ATN OTS HD 384 thermal monocular features a compact light weight design. Most of the in-built functions are controlled by a touch of a button.
The monocular also comes with smart features to increase accuracy and reduce guessing while hunting.
An in-built smart-range finder allows you to bracket your target with two clicks and a shift of the scope. The reticle automatically adjusts to provide an accurate point of impact.
In addition, a smooth zoom feature helps you close in on your subject with minimal lags.
The ATN OTS HD 384 also comes with Bluetooth and Wi-Fi features. It connects to a smartphone or tablet via the convenient ATN Obsidian mobile app. This allows you to connect to an even bigger screen and view the action both on scope and mobile device.
You can take HD images or record HD videos on the ATN OTS 384 thermal monocular. It has a 1080 video recording capacity with the obsidian core processor facilitates fast image capturing while in hunting action.
Even before you look at its other features, the presence of a built-in smart rangefinder and a smooth zoom feature elevates the utility of this model.
Pulsar Quantum Lite thermal monocular (2.5-10×23) comes in a rugged designed reinforced with fiberglass.
This makes it tough and can withstand wear and tear even in the harshest conditions. The monocular is rubberized to improve its grip.
Pulsar Quantum Lite thermal monocular allows you to vary target viewing using 7 different color palettes. One of these colors is monochrome, which highlights hot areas with white and cold areas with black. This helps isolate the prey better even when hidden among thick bushes.
An in-built stadiametric range finger allows the hunter to determine distance from prey.
You can now boost your chances of hitting your target whether it’s a 1.7m deer or a 0.7m boar lurking in the woods.
This monocular also comes with high image frequency feature, which maintains an accurate view of the prey regardless of whether you or the prey is in motion.
Pulsar Quantum Lite has three operating modes; city, forest, and identification modes.
City modes enhances contrast in bright environments while forest mode boosts contrast in poorly lit areas.
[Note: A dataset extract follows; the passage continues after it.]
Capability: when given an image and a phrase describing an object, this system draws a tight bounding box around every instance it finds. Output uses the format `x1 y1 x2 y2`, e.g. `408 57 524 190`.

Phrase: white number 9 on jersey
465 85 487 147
Identification mode boosts contrast on hot areas alone providing better details of your prey.
Similarly, this Monocular has three calibration modes, M, A, and H. M or manual mode silently adjusts the scope to avoid scaring prey. A or automatic mode allows hand-free image calibration while H mode lets you decide when it is best to automatically calibrate the image.
Pulsar Quantum Lite night monocular uses AA rechargeable batteries. The battery compartment is easily detachable for quick switching of batteries so that you can get back into action.
With its 7 different color palettes, a built-in stadiametric rangefinder and three operating modes, it is of little amazement that the Pulsar Quantum Lite is one of the best-selling models out there.
FLIR scout TK thermal monocular stands out due to its compact size, which makes it easy to carry around. It also packs hi-tech specs that boosts the monocular’s performance in well or poorly lit environments and this is one of the best cheap thermal monocular on the market you will like it.
Scout TK thermal monocular is ideal for both indoor and outdoor applications.
FLIR Scout TK pocket monocular allows you to spot distant prey. It switches to monochrome mode letting you distinguish between the hot whites and cold blacks in any environment.
This improves visibility even in low-lit environments allowing you to spot prey better.
A built-in InstaAlert Feature facilitates quick spotting of prey in your hunting missions.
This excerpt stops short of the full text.